A woman who fights back – no, a woman who argues at all – does so knowing it will probably make her a social pariah.

And there is good reason women are raised to fear rape, and raised not to fight back: survival. Women know that if they walk alone in the dark, statistically there is a good chance they will get raped. If they go to the wrong party, they’ll be mishandled. If they misread that boy next door and his wellness is a con, betrayed. And when a person is in a position of being systematically controlled, it often does cause more physical or emotional damage to fight back. It’s not right, but it is real.

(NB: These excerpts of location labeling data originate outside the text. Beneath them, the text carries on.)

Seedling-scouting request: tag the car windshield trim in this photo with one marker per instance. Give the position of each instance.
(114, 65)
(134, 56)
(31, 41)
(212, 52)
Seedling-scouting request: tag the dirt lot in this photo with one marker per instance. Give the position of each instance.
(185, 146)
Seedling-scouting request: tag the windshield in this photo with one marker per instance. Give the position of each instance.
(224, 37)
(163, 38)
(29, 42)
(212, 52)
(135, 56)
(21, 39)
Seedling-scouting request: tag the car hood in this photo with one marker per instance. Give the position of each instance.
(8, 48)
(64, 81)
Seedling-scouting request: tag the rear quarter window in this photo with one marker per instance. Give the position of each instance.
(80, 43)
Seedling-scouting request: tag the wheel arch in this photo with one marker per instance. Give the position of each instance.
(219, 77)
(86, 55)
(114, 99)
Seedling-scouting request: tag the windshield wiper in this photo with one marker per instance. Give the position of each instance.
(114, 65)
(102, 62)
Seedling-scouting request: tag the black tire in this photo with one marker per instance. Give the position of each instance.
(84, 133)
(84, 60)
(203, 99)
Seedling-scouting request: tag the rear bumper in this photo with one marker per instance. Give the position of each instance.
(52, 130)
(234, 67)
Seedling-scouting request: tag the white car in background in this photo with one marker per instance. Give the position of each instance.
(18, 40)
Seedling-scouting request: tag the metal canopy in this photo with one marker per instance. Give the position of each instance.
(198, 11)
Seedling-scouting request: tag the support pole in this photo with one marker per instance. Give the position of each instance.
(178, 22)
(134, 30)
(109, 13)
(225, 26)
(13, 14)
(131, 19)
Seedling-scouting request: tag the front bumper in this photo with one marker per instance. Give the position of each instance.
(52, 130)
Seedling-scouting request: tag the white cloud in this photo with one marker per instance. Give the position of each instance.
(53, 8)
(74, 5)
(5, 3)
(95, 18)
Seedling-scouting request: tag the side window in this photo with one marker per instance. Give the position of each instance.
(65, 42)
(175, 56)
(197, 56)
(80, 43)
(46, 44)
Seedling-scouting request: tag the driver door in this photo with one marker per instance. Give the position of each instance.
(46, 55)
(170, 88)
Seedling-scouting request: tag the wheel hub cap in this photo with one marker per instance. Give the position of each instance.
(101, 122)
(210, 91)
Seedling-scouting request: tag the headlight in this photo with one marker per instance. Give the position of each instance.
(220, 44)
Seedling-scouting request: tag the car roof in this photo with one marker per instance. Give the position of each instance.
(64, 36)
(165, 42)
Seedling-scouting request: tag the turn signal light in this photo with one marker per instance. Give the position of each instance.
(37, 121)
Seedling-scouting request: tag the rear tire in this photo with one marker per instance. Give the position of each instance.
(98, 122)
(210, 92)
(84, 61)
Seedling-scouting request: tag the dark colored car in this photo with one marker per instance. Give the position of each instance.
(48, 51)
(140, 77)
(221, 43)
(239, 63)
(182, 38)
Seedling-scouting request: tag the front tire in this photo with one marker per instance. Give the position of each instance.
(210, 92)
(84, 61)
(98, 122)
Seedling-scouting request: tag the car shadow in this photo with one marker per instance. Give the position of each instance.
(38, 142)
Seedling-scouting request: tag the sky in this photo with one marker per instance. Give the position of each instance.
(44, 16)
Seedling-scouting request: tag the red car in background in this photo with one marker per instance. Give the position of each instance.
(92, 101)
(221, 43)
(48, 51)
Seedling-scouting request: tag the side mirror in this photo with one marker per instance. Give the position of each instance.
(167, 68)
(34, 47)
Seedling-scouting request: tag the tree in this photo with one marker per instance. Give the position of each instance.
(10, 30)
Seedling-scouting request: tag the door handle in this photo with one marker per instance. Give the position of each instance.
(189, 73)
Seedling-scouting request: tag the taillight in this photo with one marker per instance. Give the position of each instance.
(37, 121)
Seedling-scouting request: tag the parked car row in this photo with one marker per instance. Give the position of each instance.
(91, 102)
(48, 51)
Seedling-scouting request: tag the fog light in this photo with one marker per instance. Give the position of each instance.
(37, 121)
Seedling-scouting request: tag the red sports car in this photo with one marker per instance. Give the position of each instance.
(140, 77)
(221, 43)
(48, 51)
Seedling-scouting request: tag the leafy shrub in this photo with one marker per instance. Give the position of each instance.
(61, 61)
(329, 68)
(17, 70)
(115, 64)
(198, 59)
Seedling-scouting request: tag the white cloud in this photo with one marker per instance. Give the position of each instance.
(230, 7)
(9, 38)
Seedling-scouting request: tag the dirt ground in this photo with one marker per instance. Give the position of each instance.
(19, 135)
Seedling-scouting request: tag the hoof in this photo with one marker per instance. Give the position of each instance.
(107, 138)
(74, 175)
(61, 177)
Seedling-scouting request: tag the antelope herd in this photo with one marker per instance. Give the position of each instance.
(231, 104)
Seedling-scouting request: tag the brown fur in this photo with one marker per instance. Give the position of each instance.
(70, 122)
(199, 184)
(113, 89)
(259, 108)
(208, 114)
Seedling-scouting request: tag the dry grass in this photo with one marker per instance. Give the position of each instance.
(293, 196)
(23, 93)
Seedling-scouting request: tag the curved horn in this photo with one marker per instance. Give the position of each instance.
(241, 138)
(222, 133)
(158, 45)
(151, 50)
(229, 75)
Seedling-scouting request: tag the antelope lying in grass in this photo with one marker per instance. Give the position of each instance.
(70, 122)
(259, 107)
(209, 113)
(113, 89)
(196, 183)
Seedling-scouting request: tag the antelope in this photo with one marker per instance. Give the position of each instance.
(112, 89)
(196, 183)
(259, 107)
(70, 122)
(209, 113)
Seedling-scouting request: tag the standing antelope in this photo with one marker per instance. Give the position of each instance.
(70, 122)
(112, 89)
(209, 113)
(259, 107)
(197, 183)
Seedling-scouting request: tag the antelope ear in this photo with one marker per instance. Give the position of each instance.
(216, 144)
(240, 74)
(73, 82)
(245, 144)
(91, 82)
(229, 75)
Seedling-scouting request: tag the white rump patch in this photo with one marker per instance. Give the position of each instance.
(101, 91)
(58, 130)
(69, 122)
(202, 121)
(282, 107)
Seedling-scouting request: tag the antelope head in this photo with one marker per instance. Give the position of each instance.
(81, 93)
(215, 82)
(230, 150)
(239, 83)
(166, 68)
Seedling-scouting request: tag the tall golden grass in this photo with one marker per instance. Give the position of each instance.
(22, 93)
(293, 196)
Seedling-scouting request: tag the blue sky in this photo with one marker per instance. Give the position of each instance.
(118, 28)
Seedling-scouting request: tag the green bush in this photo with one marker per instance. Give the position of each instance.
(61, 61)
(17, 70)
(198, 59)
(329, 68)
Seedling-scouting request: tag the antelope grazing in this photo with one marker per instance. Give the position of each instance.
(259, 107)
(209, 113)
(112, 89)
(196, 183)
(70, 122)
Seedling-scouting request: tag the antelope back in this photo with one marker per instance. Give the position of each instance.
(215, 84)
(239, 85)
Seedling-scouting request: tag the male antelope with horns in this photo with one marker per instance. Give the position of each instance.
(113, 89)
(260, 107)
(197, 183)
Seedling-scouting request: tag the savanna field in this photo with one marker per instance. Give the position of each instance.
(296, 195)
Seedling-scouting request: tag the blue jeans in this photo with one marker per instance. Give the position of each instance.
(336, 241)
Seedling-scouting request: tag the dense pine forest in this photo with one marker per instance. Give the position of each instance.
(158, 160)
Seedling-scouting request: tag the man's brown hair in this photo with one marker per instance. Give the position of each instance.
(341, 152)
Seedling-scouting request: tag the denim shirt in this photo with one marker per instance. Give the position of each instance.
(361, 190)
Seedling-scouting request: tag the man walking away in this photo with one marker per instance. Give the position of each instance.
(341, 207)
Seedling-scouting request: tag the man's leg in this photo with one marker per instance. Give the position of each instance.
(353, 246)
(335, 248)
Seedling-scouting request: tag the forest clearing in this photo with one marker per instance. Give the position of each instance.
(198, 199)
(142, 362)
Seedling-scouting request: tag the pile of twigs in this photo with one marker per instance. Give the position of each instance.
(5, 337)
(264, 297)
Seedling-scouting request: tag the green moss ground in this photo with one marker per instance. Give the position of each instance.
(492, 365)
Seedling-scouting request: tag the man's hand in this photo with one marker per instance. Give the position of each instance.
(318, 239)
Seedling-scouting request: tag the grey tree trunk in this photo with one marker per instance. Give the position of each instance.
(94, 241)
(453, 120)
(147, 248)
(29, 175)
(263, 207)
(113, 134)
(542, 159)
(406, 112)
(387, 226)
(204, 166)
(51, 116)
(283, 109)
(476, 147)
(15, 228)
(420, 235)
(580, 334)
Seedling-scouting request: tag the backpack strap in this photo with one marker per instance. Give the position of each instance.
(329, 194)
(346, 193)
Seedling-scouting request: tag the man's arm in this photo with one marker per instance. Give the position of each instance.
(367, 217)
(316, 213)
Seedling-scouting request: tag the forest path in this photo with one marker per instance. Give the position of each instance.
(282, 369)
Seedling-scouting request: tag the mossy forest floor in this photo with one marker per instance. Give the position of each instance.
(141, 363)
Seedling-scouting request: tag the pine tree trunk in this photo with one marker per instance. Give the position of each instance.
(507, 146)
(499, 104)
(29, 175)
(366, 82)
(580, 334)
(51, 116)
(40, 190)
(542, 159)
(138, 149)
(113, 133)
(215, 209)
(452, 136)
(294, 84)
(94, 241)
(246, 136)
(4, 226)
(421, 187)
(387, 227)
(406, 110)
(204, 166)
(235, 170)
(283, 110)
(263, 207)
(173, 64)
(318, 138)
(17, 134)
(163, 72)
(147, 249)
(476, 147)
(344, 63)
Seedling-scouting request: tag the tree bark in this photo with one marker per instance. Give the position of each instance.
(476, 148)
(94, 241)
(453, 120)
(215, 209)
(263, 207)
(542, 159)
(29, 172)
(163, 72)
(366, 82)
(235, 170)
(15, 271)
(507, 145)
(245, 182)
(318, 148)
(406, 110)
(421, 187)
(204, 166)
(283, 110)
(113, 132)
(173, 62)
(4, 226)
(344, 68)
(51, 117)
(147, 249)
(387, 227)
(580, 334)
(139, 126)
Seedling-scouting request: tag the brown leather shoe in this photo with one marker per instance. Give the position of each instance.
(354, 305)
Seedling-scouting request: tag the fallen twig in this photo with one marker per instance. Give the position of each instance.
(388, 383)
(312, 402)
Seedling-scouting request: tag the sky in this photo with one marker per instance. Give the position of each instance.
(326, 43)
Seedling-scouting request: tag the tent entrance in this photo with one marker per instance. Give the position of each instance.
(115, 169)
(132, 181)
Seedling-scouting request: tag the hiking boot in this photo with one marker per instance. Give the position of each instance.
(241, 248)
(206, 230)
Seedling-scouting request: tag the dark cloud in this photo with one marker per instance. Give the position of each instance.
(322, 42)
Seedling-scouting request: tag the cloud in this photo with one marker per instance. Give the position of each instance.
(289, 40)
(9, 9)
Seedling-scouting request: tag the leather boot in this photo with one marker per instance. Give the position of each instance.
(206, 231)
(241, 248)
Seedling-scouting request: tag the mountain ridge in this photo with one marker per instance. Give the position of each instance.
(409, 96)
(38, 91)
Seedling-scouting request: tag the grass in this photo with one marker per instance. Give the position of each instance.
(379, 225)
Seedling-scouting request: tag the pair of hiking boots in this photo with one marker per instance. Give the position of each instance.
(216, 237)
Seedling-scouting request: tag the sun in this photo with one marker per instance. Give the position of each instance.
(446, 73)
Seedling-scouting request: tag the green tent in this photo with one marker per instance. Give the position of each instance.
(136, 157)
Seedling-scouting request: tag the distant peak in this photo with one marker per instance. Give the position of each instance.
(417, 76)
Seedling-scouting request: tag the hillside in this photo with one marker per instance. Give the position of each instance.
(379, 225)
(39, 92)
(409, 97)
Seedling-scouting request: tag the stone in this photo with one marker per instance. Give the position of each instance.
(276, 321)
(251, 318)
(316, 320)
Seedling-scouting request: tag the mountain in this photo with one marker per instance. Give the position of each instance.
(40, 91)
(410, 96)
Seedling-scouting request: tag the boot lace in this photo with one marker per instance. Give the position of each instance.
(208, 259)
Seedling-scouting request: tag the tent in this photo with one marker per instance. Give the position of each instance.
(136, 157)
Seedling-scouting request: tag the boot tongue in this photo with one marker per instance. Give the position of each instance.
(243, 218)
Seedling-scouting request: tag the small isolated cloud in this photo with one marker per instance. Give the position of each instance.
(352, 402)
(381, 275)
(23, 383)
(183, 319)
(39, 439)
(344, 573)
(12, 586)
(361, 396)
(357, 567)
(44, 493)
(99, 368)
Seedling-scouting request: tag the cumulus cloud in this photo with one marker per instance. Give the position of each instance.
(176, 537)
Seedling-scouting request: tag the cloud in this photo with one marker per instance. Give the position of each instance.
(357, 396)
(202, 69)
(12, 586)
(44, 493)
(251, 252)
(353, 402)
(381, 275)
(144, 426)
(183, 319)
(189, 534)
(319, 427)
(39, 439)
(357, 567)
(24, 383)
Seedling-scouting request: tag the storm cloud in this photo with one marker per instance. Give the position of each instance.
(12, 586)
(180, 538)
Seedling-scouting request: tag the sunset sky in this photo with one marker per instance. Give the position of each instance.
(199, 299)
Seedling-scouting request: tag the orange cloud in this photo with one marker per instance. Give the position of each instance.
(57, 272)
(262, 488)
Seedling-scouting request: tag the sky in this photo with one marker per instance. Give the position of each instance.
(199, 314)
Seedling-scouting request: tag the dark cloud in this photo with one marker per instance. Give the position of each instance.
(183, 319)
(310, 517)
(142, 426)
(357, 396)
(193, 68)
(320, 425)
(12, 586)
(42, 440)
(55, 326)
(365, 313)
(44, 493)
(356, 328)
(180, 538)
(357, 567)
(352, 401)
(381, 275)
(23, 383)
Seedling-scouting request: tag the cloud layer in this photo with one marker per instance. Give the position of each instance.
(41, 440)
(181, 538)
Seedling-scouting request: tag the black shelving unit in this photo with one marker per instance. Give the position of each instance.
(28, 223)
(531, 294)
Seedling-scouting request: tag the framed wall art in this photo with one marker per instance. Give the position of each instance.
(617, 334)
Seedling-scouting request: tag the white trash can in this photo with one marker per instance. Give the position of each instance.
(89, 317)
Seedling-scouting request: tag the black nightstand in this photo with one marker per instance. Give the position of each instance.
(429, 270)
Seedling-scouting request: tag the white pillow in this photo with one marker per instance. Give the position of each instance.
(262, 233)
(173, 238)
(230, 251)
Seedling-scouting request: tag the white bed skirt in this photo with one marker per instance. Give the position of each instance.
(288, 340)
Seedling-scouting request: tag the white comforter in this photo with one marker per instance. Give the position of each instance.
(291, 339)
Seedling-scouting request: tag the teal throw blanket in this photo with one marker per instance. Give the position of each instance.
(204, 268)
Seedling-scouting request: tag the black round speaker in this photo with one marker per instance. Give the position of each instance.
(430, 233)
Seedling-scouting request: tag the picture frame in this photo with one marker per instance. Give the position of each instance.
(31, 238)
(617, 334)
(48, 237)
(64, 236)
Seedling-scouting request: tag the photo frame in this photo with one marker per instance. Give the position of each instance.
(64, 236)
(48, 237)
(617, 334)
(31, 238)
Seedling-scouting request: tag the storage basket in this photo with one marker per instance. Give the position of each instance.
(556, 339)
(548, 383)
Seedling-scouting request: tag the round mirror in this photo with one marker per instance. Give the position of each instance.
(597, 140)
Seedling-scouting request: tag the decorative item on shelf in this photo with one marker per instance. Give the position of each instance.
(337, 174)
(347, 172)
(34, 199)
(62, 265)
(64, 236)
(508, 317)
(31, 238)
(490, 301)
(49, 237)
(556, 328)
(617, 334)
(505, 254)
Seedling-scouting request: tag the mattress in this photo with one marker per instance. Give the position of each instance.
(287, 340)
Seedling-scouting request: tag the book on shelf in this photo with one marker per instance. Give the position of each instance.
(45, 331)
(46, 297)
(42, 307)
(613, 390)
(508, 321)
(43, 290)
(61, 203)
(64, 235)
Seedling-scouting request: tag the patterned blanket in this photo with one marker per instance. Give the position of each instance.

I have to say, though, that while I think it is realistic to say that women are raised to fear and to incorporate that “fear of men” into their daily routine, and that sometimes fighting back makes things more dangerous, I do not believe it is effective to live in fear or to encourage women to live in fear or not defend themselves. I think that perpetuates an idea that women are powerless, which then encourages women to freeze up when encountered with violence or even conflict. Trusting their instincts and learning martial arts is probably more productive.

That seems like the approach this book, Sadhana, Who Stalked Her, takes, though it more directly simply reflects, with appropriate outrage, on the levels of male contempt for women. And I think , the way it is directed to men, it is about how gross contempt for women is, whether it takes the form of self-absorption or sadism.

This book, Sadhana, Who Stalked Her?, is smart. It is symmetrical in its execution in many ways.

Sadhana’s character is smart. She is both the outcast that women are when they fight back, and she is something of the misunderstood-bad-boy hero turned girl. I liked that. Sadhana is awesome and badass, no doubt there, but this book is so much more than just her story, and focusing solely on that undermines the message author, Spandana Chakradhar, was sending.